PyTorch on Summit
PyTorch is an optimized tensor library for deep learning using GPUs and CPUs. This page outlines the how to run PyTorch on Summit.
Summit
There are several ways to use PyTorch on Summit.
Note
PyTorch is also available through the open-ce
module
(See IBM Watson Machine Learning CE -> Open CE for more information); however, the open-ce
module provides a more
complex environment that may not be needed.
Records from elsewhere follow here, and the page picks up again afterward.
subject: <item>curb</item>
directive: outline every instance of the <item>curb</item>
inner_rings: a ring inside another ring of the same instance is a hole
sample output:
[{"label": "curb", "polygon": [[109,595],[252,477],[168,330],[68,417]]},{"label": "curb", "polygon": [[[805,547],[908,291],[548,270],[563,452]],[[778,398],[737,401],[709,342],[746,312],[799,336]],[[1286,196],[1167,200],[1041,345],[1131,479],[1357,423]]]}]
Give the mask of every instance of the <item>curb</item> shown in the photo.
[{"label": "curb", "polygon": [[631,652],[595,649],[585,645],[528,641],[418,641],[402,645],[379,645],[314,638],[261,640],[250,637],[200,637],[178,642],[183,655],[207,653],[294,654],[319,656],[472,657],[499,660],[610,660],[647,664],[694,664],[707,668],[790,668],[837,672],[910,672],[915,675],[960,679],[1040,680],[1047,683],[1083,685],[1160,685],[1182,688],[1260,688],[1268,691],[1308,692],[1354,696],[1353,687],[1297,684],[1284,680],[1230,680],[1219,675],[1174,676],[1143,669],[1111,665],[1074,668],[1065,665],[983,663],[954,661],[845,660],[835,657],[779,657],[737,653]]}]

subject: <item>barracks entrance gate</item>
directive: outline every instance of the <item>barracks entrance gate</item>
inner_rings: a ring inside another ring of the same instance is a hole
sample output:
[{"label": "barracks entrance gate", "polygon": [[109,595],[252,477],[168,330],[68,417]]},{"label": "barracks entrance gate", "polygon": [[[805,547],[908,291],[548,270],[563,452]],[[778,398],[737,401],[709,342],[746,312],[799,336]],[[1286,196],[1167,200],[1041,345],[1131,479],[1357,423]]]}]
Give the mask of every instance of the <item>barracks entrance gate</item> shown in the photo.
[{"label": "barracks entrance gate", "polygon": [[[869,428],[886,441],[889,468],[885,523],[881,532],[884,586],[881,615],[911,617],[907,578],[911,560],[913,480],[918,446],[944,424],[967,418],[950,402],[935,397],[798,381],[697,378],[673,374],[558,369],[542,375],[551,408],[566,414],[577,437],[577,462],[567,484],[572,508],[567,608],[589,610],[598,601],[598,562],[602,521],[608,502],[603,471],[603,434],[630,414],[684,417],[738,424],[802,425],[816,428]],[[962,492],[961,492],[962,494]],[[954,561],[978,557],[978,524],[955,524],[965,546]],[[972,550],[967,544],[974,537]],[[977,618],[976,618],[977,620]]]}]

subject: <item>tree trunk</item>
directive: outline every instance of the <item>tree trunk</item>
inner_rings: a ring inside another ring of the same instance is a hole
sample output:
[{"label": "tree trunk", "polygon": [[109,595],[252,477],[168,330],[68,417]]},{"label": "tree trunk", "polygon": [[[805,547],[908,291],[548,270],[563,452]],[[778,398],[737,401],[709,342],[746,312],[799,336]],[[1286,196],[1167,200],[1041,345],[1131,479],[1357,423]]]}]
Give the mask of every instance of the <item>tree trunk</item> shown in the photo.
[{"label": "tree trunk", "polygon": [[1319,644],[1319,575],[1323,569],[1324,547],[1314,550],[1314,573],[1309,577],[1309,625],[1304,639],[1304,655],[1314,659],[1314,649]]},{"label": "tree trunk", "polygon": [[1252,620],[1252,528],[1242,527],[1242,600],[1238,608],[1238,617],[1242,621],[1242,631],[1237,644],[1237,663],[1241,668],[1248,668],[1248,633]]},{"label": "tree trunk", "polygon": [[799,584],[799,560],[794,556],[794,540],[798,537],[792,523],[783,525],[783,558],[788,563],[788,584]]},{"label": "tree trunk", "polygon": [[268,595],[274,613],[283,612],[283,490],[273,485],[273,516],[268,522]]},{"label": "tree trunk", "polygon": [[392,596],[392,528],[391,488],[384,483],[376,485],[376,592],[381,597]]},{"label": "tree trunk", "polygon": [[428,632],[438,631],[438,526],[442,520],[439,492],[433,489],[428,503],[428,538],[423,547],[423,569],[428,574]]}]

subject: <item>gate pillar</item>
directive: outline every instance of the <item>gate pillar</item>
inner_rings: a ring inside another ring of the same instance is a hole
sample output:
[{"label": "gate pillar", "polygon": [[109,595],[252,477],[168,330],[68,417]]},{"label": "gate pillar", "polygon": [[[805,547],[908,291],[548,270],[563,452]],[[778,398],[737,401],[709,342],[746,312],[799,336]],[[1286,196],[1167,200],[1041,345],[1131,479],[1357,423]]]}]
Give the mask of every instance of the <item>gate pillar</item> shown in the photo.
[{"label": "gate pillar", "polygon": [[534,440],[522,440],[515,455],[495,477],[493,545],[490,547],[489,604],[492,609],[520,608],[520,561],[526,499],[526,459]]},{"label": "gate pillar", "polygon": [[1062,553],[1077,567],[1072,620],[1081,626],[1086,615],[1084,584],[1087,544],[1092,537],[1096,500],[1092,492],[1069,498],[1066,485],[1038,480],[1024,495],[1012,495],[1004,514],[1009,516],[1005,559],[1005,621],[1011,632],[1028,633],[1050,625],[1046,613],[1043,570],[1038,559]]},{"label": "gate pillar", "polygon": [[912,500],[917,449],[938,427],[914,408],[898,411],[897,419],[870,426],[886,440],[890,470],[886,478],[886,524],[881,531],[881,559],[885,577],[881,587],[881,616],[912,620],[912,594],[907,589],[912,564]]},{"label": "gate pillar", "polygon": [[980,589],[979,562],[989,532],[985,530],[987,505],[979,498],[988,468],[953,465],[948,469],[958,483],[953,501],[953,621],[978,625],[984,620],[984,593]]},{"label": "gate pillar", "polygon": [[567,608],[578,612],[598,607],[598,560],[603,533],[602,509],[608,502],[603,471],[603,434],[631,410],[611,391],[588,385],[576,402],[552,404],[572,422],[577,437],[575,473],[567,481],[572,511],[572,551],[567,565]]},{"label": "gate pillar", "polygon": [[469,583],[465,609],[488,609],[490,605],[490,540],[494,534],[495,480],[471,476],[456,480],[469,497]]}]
Provided Conda Environment
This is the easiest way to use pytorch on Summit. Simply load the pytorch
module on Summit:
module load pytorch
This module activates a pre-made conda environment. The limitation of this method is that you will not be able to install extra packages in this environment.
Note
You will also need to load the following modules, because they were used when building PyTorch for the environment.
module load DefApps-2023
module load gcc/11.2.0
module load cuda/11.7.1
module load magma/2.7.2-cuda117
module load openblas/0.3.17-omp
Warning
You can change these modules if you need too but if you do PyTorch may not work. If you need different modules and they do not work with the provided environment you will have to Build from Source.
Install PyTorch with Pre-built Wheel
This option is fairly easy and provides the most flexibility. In /sw/summit/pytorch/wheel_dist
there are pre-built
wheel packages. To install one create a conda environment and use pip to install the correct package based on
Python version:
Note
The wheel pacakges use the following namming convention
torch-<pytorch version>+<git-commit>-<python version>-<python version>-linux_ppc64le.whl
(e.g. torch-2.3.0a0+giteba28a6-cp311-cp311-linux_ppc64le.whl
is for python=3.11).
module load miniforge3/24.3.0-0
conda create -p <env_path> python=x.yy
source activate <env_path>
pip install <wheel package>
This should install PyTorch in your environment. You can now install whatever packages you need on top of this.
Note
You will also need to load the following modules, because they were used when building the wheel packages.
module load DefApps-2023
module load gcc/11.2.0
module load cuda/11.7.1
module load magma/2.7.2-cuda117
module load openblas/0.3.17-omp
Warning
You can change these modules if you need too but if you do PyTorch may not work. If you need different modules and they do not work with the provided packages you will have to Build from Source.
Build from Source
Below is the documented process that we used for our builds. This documentation is provided for your information in case you would like to build PyTorch yourself; however, there is no guarantee that you will be able to build an alternative version of PyTorch.
First load the necessary modules (you can play around with these as needed):
module load miniforge3/24.3.0-0
module load DefApps-2023
module load gcc/11.2.0
module load cuda/11.7.1
module load magma/2.7.2-cuda117
module load openblas/0.3.17-omp
Create a conda environment and install dependencies:
conda create -p <env_path> python=x.yy
source activate <env_path>
conda install cmake ninja pyyaml typing_extensions numpy=1.26.4
Finally clone and build pytorch:
git clone --recursive https://github.com/pytorch/pytorch
cd pytorch
python3 setup.py install
python3 setup.py bdist_wheel # use this command to create a wheel package in pytorch/dist
PyTorch should now be installed in the conda environment that you created.